The relevant section of Law 12 states:
“The following conditions must be met for an offence to be considered a foul:
It must be committed by a player.
It must occur on the field of play.
It must occur while the ball is in play.
Remove any of these conditions and the offence is not and cannot be a foul.”
With that in mind, what would stop Celtic players flooding into the Juventus box at corner kicks and holding all of their defenders back, or pinning the keeper to the front post, whilst the ball is still dead, allowing the Celtic strikers to casually stroll into unmarked positions to wait on the corner being taken?
Of course, this could end up as a 21 man scrum (assuming the corner kick taker is left unshackled). But surely if the tactics used by Juventus were judged to be within the rules, then so too would this absurd scenario? Perhaps the same referee should be appointed across both legs, just to ensure consistency across the tie and to give teams the opportunity to take advantage of his particular interpretation of the rules from the first leg? Surely there would be nothing he could do about it?

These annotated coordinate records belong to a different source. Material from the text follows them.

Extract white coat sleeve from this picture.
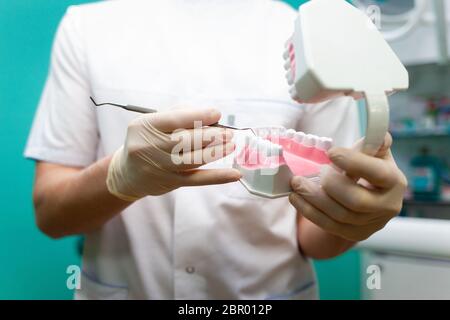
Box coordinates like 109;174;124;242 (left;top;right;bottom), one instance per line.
25;8;99;167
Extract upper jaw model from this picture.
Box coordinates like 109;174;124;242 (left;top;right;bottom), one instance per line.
234;127;333;198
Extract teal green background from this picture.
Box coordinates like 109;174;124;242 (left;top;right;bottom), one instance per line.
0;0;360;299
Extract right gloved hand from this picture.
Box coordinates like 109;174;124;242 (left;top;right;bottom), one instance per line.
106;109;241;201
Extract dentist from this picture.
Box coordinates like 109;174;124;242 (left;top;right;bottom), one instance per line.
25;0;406;299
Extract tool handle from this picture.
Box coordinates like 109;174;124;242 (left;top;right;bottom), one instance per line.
123;104;157;113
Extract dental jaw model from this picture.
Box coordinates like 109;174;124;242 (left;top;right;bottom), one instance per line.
234;128;332;198
234;0;409;198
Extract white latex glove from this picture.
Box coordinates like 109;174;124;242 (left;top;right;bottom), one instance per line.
289;134;407;241
106;109;241;201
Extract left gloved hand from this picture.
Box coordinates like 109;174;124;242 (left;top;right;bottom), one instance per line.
289;134;407;241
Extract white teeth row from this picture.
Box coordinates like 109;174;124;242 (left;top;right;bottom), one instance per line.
254;126;286;138
294;132;333;151
251;126;333;151
245;136;283;157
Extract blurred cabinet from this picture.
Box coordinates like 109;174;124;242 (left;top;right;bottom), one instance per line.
362;252;450;300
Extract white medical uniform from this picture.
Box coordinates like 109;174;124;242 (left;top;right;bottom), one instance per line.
25;0;359;299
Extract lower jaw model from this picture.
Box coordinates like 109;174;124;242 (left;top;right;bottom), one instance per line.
234;127;333;198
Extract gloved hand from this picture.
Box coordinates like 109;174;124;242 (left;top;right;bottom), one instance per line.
289;134;407;241
106;109;241;201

When Ludwig Wittgenstein was working on the philosophy of mathematics he noted that ‘rules leave loop-holes open and the practice must speak for itself’; and when his good pal Friedrich Nietzsche asked him for advice on some of the vexing problems in the philosophy of football, he declared that ‘rules leave hoops hopes open and the passion must speak for itself’.
So I conclude, this is how Celtic might win in Turin, from a philosophical point of view.